Automatic differentiation is the idea of using symbolic derivatives only at the level of elementary operations, and computing the gradient of a compound function by applying the chain rule to intermediate numerical results. For example, pure symbolic differentiation of $\sin^2(x)$ could give us $2\sin(x)\cos(x)$ directly. Automatic differentiation would use the intermediate numerical values $x_1=\sin(x)$, $x_2=x_1^2$ and the elementary derivatives $dx_2/dx_1=2x_1$, $dx_1/dx=\cos(x)$ to compute the same answer without ever building a full gradient expression.

To implement automatic differentiation the target function needs to be decomposed into its elementary operations, a process similar to compilation. Most older machine learning frameworks (such as Theano, Torch, Caffe, Tensorflow and older versions of Knet prior to v0.8) compile models expressed in a restricted mini-language into a static computational graph of elementary operations that have pre-defined derivatives. There are two drawbacks with this approach: (i) the restricted mini-languages tend to have limited support for high-level language features such as conditionals, loops, helper functions, array indexing, etc. (e.g. the infamous scan operation in Theano) (ii) the sequence of elementary operations that unfold at run-time needs to be known in advance, and they are difficult to handle when the sequence is data dependent.

There is an alternative: high-level languages, like Julia and Python, already know how to decompose functions into their elementary operations. If we let the users define their models directly in a high-level language, then record the elementary operations during loss calculation at run-time, a dynamic computational graph can be constructed from the recorded operations. The cost of recording is not prohibitive: The table below gives cumulative times for elementary operations of an MLP with quadratic loss. Recording only adds 15% to the raw cost of the forward computation. Backpropagation roughly doubles the total time as expected.


This is the approach taken by the popular autograd Python package and its Julia port AutoGrad.jl used by Knet. Recently, other machine learning frameworks have been adapting dynamic computational graphs: Chainer, DyNet, PyTorch, TensorFlow Fold. Related Julia projects include Flux and JuliaDiff.

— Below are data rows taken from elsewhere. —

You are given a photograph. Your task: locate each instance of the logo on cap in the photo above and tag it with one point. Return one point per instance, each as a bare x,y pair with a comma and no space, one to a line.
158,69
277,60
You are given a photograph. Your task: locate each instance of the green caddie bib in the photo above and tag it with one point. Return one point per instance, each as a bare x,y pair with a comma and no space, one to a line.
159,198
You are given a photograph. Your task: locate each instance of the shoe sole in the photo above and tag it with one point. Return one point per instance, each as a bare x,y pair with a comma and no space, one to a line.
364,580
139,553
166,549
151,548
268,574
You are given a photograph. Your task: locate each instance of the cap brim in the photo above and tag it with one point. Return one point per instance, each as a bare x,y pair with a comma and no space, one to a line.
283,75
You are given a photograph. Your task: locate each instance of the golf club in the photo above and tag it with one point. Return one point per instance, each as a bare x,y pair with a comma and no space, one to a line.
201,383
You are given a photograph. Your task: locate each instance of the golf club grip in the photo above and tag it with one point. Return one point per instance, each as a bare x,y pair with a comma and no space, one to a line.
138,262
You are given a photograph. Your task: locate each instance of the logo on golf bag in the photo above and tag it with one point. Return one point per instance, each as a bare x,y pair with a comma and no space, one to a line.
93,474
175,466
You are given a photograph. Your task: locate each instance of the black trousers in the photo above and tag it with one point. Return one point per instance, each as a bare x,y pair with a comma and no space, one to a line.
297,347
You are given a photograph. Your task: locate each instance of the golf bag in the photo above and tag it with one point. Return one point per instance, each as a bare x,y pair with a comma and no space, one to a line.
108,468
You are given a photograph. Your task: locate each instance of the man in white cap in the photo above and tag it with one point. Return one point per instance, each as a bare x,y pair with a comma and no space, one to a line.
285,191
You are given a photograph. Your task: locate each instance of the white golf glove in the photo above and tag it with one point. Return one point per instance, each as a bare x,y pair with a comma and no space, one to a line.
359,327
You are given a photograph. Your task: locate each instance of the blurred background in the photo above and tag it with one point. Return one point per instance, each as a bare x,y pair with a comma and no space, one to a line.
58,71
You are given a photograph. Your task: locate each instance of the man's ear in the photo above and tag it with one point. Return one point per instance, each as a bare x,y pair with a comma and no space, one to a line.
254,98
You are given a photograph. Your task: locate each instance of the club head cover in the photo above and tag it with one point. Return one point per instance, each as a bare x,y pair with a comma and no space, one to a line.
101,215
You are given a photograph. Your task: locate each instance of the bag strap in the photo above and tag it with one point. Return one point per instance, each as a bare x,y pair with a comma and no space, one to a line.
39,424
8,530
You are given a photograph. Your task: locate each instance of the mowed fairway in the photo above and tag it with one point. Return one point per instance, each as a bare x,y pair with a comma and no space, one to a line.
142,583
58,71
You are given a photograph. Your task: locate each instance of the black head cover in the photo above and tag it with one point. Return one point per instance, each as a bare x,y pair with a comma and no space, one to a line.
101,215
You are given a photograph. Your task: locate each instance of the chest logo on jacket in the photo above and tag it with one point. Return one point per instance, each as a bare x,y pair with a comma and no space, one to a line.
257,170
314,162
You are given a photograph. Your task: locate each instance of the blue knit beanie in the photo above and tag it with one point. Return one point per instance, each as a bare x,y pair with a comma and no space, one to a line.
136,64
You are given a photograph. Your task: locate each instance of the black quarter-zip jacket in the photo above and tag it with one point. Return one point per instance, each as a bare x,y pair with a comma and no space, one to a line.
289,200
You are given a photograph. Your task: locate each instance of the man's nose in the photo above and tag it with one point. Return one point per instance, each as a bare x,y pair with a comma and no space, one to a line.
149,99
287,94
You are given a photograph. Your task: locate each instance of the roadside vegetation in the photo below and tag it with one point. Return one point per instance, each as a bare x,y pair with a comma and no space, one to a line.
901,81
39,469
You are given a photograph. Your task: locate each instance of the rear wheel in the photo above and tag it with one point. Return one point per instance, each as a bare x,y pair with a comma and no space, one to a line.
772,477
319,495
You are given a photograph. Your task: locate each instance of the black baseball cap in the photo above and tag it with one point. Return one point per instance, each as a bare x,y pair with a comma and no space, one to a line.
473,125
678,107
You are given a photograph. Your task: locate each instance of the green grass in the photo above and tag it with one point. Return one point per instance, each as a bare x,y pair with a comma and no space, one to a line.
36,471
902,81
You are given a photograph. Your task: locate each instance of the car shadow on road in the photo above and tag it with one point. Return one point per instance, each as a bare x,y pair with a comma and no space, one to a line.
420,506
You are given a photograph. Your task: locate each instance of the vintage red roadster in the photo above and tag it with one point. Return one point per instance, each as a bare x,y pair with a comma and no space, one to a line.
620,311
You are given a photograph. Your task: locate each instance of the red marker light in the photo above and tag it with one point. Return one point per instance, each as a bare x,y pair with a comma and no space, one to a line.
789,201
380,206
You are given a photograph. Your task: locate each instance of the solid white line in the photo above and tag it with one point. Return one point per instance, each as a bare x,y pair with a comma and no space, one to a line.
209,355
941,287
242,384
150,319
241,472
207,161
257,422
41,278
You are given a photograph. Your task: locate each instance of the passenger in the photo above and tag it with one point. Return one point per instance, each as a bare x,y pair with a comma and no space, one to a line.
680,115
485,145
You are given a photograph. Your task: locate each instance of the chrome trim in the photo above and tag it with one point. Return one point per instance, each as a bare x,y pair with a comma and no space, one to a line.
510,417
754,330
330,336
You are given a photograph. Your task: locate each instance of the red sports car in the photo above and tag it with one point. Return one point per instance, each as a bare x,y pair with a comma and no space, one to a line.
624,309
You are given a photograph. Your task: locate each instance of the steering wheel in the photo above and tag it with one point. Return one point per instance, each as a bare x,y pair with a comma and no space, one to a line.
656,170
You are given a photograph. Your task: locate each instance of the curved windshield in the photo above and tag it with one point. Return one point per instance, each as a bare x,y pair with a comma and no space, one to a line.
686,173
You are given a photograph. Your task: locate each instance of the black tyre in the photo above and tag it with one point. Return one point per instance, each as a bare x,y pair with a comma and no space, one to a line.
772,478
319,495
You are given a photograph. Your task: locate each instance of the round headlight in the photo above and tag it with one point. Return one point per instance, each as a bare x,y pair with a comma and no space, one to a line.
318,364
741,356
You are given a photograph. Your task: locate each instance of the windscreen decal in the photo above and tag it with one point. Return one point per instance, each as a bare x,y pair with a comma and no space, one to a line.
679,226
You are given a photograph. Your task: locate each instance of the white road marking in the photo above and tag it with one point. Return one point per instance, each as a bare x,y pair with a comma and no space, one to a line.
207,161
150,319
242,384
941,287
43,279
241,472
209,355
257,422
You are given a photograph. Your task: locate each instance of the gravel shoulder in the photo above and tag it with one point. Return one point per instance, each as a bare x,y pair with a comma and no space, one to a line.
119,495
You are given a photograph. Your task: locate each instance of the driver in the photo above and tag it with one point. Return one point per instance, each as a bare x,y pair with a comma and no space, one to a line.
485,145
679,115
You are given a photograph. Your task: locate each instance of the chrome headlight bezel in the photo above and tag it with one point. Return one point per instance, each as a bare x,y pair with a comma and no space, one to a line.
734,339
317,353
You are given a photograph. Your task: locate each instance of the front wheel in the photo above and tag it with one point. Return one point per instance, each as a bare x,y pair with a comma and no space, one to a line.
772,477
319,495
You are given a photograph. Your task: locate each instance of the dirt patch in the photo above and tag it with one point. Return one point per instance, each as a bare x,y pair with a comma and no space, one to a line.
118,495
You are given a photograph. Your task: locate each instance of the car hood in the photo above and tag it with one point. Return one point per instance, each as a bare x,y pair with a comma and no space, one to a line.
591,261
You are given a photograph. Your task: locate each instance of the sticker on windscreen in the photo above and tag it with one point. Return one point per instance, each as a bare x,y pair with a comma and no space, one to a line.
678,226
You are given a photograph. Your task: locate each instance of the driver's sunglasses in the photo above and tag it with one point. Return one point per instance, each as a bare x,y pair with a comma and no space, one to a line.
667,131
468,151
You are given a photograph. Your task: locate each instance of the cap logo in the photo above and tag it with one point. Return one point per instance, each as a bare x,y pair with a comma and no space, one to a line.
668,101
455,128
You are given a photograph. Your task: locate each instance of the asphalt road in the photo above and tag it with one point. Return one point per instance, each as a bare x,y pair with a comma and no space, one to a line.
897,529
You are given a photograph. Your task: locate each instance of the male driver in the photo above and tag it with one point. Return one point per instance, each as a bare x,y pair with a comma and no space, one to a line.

In AutoGrad, parameters of interest are boxed by the Param type. y = @diff f(x) returns a struct such that value(y) gives f(x) (which should be a scalar), params(y) gives the list of parameters that took place in the computation of f(x), and grad(y,p) gives the gradient of f(x) with respect to parameter p. In a @diff context, the elementary operations in f are overloaded to record their actions and output boxed answers when their inputs are boxed. The sequence of recorded operations is then used to compute gradients. Derivatives can be defined independently for each method of a function (determined by argument types) making full use of Julia's multiple dispatch. New elementary operations and derivatives can be defined concisely using Julia's macro and meta-programming facilities. See AutoGrad.jl for details.